After AIGC swept through the fields of images and text, the last "human stronghold" in the film and television industry—voice acting—is now being broken through by Alibaba's Tongyi Lab. On March 16, Tongyi Lab officially released and open-sourced the world's first multimodal large model for film-level, multi-scenario voice acting, Fun-CineForge.
For a long time, AI voice acting has struggled to shake off the labels of "mechanical" and "announcer-like" tones. Especially in film and television scenarios, the emotional outbursts of characters, the mixing of ambient sounds, and lip synchronization have always been insurmountable gaps for AI. The emergence of Fun-CineForge is precisely aimed at solving this problem.
This large model adopts a revolutionary "data + model" integrated design.
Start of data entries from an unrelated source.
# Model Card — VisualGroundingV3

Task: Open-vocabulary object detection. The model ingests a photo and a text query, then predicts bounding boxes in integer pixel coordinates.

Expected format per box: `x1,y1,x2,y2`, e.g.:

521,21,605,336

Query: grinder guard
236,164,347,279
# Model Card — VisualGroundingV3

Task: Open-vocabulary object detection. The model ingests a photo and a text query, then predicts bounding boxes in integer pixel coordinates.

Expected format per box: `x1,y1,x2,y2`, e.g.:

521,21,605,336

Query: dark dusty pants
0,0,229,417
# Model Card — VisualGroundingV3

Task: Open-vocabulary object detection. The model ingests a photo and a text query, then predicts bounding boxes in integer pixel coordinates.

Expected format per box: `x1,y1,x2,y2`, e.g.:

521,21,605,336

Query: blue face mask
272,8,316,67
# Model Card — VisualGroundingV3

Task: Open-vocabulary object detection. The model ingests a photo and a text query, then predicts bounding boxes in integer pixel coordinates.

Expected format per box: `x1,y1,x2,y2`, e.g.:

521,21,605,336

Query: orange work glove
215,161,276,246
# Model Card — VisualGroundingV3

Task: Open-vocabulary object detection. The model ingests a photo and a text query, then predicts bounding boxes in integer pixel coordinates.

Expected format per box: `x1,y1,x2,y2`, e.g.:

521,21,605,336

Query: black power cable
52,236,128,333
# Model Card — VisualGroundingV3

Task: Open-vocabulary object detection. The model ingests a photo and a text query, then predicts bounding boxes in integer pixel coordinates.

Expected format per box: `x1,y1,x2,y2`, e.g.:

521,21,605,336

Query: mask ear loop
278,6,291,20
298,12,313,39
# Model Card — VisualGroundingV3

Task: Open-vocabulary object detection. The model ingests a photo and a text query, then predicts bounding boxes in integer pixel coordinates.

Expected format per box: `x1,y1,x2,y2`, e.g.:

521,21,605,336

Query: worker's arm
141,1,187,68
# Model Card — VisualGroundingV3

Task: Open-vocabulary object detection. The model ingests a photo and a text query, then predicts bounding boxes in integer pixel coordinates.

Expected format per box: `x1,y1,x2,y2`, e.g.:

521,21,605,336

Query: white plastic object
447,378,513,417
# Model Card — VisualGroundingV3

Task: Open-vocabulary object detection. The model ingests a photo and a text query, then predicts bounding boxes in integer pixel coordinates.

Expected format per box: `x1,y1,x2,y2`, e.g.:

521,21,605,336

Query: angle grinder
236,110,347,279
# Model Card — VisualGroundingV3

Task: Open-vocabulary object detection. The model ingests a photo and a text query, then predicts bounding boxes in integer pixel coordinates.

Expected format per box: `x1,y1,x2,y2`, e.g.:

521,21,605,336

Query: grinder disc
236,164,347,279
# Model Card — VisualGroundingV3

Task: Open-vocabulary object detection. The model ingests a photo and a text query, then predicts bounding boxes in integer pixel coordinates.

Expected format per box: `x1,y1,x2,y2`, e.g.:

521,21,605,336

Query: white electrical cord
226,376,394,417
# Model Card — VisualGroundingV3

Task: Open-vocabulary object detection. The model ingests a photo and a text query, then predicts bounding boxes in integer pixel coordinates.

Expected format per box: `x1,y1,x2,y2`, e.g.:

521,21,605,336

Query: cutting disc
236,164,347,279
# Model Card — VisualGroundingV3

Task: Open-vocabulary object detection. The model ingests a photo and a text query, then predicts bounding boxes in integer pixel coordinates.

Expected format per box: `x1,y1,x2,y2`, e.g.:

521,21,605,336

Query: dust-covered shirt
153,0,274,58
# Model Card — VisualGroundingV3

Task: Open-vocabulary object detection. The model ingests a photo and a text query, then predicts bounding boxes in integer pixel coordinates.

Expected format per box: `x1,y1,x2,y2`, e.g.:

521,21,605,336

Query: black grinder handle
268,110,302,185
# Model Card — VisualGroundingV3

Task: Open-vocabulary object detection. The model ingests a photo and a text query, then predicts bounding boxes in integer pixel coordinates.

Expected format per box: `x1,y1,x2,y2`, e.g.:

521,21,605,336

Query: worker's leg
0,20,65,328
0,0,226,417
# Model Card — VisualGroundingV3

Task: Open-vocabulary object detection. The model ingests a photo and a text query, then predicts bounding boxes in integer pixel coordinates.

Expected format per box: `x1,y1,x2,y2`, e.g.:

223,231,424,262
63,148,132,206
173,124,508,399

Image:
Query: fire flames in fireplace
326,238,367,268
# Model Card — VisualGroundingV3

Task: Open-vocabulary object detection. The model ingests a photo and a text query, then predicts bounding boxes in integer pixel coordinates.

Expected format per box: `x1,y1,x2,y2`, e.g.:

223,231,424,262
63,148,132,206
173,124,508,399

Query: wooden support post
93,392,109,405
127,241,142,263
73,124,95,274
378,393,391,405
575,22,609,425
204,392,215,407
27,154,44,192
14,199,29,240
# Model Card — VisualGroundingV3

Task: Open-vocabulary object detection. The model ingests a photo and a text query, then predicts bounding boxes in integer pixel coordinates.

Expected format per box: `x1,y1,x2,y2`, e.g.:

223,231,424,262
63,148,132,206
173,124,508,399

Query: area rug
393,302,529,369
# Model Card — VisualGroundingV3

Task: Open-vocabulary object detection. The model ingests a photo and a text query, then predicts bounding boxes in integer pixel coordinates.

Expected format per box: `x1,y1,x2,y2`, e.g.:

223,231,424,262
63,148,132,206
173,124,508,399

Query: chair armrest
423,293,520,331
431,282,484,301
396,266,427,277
In addition to the model itself, Tongyi Lab also provided a method for building a high-quality dataset. This means that AI is no longer simply reading text but can deeply understand the complex context in films and TV shows, restoring subtle emotional fluctuations and spatial audio effects in various scenarios.
As a new member of the Alibaba Tongyi family, the open-source nature of Fun-CineForge is highly impactful. It not only provides video creators with a "film-level" post-production tool, but also, through technology dissemination, allows mid-length dramas and even individual creators to complete high-quality multilingual dubbing at a very low cost.
From the previously released Qwen3-Omni to the current Fun-CineForge, the Tongyi series is accelerating to complete the last piece of the multimodal puzzle. When AI truly learns to "act like a human," the logic of film translation and post-production may be completely rewritten. Currently, the model and its dataset construction plan are already available on relevant open-source platforms. This wave of "film-level AI" popularization is coming faster than we imagined.